By the time I arrive at school, I’ve already been practicing the work I teach: making space for regulation before entering the relational field.

But with this one student, there is no space.

He lives in constant motion, propelled by a nervous system that doesn’t pause long enough for reflection. Every movement – the wandering, the reaching for tools, the running toward connection, the impulse to fix a radio-controlled car – is an act of protection. He doesn’t have a pause between stimulus and response. The reflex is the response. What he needs isn’t a sequence of strategies but an environment that matches the pace of his biology – where movement itself is not seen as avoidance, but as communication. When I try to apply structure, he feels cornered. When I give space, he finds his rhythm. The system reads this as permissiveness. I read it as listening.

Today he moved from the math room to the auto shop to the field and back again. He lifted heavy shot puts, ran laps, sought out screwdrivers, and found meaning in the friction of tools. He led himself. The nervous system’s version of I know what I’m doing. And maybe he does. Maybe that’s the intelligence we keep missing – the genius of a body that knows what it needs long before the adult can interpret it.

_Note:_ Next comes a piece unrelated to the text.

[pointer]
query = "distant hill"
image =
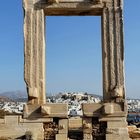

I, meanwhile, track my own shifting states like a barometer: sympathetic heat when he grabs for something sharp, dorsal drift when I lose him down the corridor, ventral steadiness when he looks back and says something human – “Are you okay?” The truth is that by 10 a.m., I have already co-regulated for hours, absorbing waves of activation that never quite settle. The exhaustion is not laziness; it’s residue.

It’s also why teaching can feel so lonely. When I tell colleagues that co-regulation without systemic support leads to burnout, they nod politely. The institution nods, too – dorsal compliance disguised as agreement. But biology doesn’t negotiate with policy. It either finds safety, or it doesn’t.

This morning reminded me that every educational theory collapses at the speed of reflex. Which means the work isn’t about correction; it’s about containment – about being the nervous system that stays.

When I finally sit down, my body feels older than my years. The clock says 10:12. My cells say late afternoon. The math teacher sighs at her desk, managing her own survival. I try not to judge. I remember something someone once told me: “See everything. Say nothing.” It’s the mantra of survival inside institutions that mistake exhaustion for professionalism.

So I write instead. Writing is the repair. The act of metabolizing what the day leaves behind. What I’m learning is that trauma-informed education can’t just live in professional development slides – it has to live in the bodies of adults who understand what safety feels like. It has to acknowledge that some students are trapped in protection loops, and that we, the adults, are often in loops of our own.

My student doesn’t need fixing. He needs an ecosystem that sees his motion as intelligence – not defiance. And I don’t need to do more. I need to feel more, name more, rest more, breathe more.

Today, I didn’t succeed in following a model. But I did something else.
I stayed. I noticed. I recovered.

And maybe that’s the curriculum the system forgot to write.